My timing is different than I thought it'd be, that's for sure.
Even now, I don't know that the timing is right, but I want to find out.
Even now, I don't know if it's the right step to take, but I want to start putting one small step in front of another.

Many of you know that my health remains a challenge, some days being incredibly discouraging, and on others I see signs of normal life peeking out.
Though progress is unarguably slow, some things have finally changed.
I don't have days in bed anymore. I exercise regularly. I'm part of church and small group regularly. I meet with students regularly. I take care of our little city apartment regularly.

Could I go to a job, part-time, regularly?
I think (hope) I'm getting closer.

On harder days I think I'm nuts for starting to look, and other days, it seems perfectly natural as it synchronizes with my good days and my progress-making streaks.
I'll take my time, and take heed to my body's signals.

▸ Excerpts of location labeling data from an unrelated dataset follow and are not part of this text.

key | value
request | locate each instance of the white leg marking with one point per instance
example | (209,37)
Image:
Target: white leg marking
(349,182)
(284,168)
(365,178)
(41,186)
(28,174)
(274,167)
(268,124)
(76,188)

I met with a career adviser recently and got the advice that what will be needed to find a counseling position in the job market right now is a good amount of time and persistence.
While I wait to see if and when my body will make the final stretch to stable health,
doing some job-searching each week seems perfect for this season:
The slow process of searching out buried jobs seems like it will match up nicely with the slow process of waiting for stability.

So I'm looking forward. I'm thinking forward. But I'm living in today.

Today looks a lot like trying to stay away from all my holiday planning enough to make myself type cover letters each week.
We'll see how that goes!
I already have a couple Christmas parties in the works for our cozy city apartment!
Cheers to the holidays and to small steps.

2 comments:

Kirra said...

Proud of you.
Praying for you.
Love you.

ilene @ muchloveilly said...

yes to small steps - and living in the every day. all of us should do that. love you, friend!